Here too, it's all there.
5. Just because it’s legal, doesn’t make it just.
"We can never forget that everything Hitler did in Germany was "legal" and everything the Hungarian freedom fighters did in Hungary was "illegal." It was "illegal" to aid and comfort a Jew in Hitler's Germany. But I am sure that if I had lived in Germany during that time, I would have aided and comforted my Jewish brothers even though it was illegal. If I lived in a Communist country today where certain principles dear to the Christian faith are suppressed, I believe I would openly advocate disobeying these anti-religious laws.
There are two types of laws: there are just laws, and there are unjust laws.
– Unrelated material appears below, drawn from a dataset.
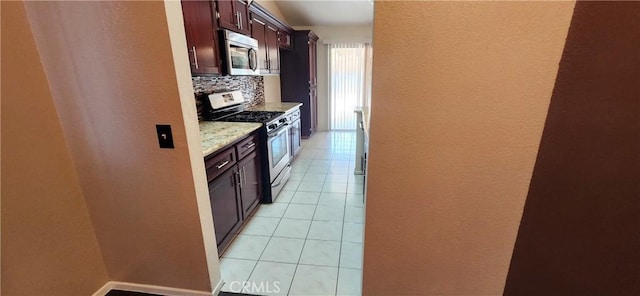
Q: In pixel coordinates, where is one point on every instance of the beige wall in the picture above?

I would agree with St. Augustine that "An unjust law is no law at all.”
There are too many people walking away without facing the consequences of their actions, because law says their actions were legal. To update King’s analogy to present day understanding: We can never forget that everything Jim Crow did in the South was “legal” and everything the Civil Rights leaders and protesters did was “illegal.”
Scary isn’t it? It was only 60 years ago that I could go to jail for using the bathroom with white women and girls. That I could be arrested for drinking out of the same water fountain as one of my white friends. It’s terrifying, but it should also motivate us. Look at where we used to be! We are never going back there. So let’s let every action we take from here on out resemble that.
The Civil Rights movement was a success because they were organized, determined and prepared for the long, dangerous fight, but most importantly, because they were unified— black, white, Christian and Jew — they saw right was right, and wrong was wrong.